Armand replies coldly. And, when she denies it, showing him her hand that is lighter than his, her husband refutes this evidence by pointing out that the mulatto slave's hand is as white. So, without proof of her parentage, Desiree becomes convinced of this perception, and she is emotionally and sociologically destroyed. She wanders mindlessly out and
[S]he disappeared among the reeds and willows that grew thick along the banks of the deep, sluggish bayou; and she did not come back again.
Similarly, for Gilman's narrator reality is distorted, although for her it is more a psychological distortion that is created than a sociological one. Having been commanded to never speak of her mental condition, she becomes somewhat paranoic:
I have found out another funny thing, but I shan't tell this time! It does not do to trust people too much.
Further, having been denied the aesthetic enjoyment of walking in the garden or of having books or writing materials, as well as having been prohibited from moving to another room or changing the horribly unsymmetrical wallpaper, Gilman's woman becomes delusionary, imagining a woman trying to escape from behind the bars of the hideous yellow wallpaper in the stark room in which she is confined. She tells her husband,
"I've got out at last...in spite of you and Jane. And I've pulled off most of the paper, so you can't put me back."
From the mental stress imposed upon her by her husband and Dr. Weir Mitchell, who both distort the reality of her condition of postpartum depression, Gilman's woman loses her mind and begins to tear the paper in order to free herself as the perception of the imprisoned woman. And. then. she crawls along the floor, stepping over the body of her husband who has fainted after he has unlocked the door and witnessed her activities.

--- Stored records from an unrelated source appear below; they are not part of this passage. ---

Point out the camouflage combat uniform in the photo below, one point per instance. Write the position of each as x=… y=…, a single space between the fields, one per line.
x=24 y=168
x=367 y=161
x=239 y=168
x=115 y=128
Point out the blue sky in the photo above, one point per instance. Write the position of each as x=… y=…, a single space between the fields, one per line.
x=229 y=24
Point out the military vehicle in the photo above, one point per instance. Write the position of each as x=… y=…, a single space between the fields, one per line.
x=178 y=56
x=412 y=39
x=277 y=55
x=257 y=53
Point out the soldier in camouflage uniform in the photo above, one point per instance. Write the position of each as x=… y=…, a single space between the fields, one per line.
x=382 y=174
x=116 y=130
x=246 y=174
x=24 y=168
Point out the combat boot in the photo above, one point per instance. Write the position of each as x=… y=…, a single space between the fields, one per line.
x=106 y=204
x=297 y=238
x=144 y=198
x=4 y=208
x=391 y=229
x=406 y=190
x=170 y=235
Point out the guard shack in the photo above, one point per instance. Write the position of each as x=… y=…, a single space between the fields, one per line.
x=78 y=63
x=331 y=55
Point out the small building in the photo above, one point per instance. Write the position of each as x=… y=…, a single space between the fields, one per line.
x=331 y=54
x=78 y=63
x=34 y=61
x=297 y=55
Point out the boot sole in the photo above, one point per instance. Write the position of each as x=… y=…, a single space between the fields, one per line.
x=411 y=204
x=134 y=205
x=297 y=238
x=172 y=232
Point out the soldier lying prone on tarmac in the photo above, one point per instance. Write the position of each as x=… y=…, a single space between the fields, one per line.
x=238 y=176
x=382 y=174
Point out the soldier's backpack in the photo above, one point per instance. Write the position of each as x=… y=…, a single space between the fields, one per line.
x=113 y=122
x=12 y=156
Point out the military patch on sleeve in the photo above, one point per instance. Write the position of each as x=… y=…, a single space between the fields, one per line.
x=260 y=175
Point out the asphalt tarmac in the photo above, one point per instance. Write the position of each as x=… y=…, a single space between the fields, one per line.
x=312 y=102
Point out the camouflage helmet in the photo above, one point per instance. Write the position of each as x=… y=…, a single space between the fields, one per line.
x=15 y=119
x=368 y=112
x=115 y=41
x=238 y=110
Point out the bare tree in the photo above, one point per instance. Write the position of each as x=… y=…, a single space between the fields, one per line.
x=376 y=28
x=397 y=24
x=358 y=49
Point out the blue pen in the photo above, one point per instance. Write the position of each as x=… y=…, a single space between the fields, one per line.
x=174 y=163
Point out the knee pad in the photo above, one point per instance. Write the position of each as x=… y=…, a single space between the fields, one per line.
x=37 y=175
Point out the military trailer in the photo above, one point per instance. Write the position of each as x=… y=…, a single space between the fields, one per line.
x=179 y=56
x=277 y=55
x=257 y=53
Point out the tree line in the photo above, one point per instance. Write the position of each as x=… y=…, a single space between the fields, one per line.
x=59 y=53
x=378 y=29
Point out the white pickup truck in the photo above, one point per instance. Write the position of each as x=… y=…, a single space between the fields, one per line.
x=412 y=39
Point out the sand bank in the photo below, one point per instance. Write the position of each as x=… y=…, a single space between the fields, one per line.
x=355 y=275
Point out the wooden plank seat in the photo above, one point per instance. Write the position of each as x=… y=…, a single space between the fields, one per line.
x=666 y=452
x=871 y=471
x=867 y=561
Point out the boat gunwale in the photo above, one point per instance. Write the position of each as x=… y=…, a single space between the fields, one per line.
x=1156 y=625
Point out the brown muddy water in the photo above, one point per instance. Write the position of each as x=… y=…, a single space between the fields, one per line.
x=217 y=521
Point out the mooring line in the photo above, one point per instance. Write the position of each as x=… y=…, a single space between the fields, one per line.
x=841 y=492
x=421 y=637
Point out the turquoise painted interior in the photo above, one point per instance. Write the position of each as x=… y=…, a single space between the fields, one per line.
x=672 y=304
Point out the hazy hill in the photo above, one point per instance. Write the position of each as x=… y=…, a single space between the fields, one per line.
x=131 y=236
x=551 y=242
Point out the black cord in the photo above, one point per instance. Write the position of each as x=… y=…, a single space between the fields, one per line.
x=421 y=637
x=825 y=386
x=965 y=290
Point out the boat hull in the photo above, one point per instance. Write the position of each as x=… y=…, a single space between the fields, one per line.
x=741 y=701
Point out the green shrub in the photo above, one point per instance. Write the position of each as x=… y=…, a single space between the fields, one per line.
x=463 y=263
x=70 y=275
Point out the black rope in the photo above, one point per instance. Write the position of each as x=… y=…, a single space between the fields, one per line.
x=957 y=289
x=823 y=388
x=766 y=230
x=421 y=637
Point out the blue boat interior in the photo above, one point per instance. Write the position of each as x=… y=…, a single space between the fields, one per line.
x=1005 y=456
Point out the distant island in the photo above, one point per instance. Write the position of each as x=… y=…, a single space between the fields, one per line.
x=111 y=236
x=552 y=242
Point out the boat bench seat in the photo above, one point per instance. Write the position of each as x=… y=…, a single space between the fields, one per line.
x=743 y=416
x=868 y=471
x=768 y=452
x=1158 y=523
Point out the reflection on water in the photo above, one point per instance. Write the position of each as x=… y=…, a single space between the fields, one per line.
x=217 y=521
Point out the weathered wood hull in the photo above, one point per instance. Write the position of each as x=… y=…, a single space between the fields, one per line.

The female characters in both Charlotte Perkins Gilman's "The Yellow Wallpaper" and Kate Chopin's "Desiree's Baby" both fall to the power of the dominate male in her life. For both women, the man in her life proves to be far more powerful over her life than she is.
In regards to Gilman's unnamed narrator, he husband has decided to lock her up in a bedroom. While there, she slowly goes utterly insane. Although suffering from a mental illness (assumed to be postpartum depression), her isolation from others proves to be far to detrimental to her mental health. Instead of her husband embracing her, he alienates her completely.Likewise, Armand (Desiree's husband) alienates his wife as well. Far from being accused of possessing a mental disorder, Desiree is alienated for no fault of her own. Armand exiles his wife for being black (which she is not--he is). Although both men alienate their wives, each do so for a different reason.
Both woman seem to be strong in the opening of the story. Unfortunately, by the end of each story, both women have lost everything--one by no fault of her own.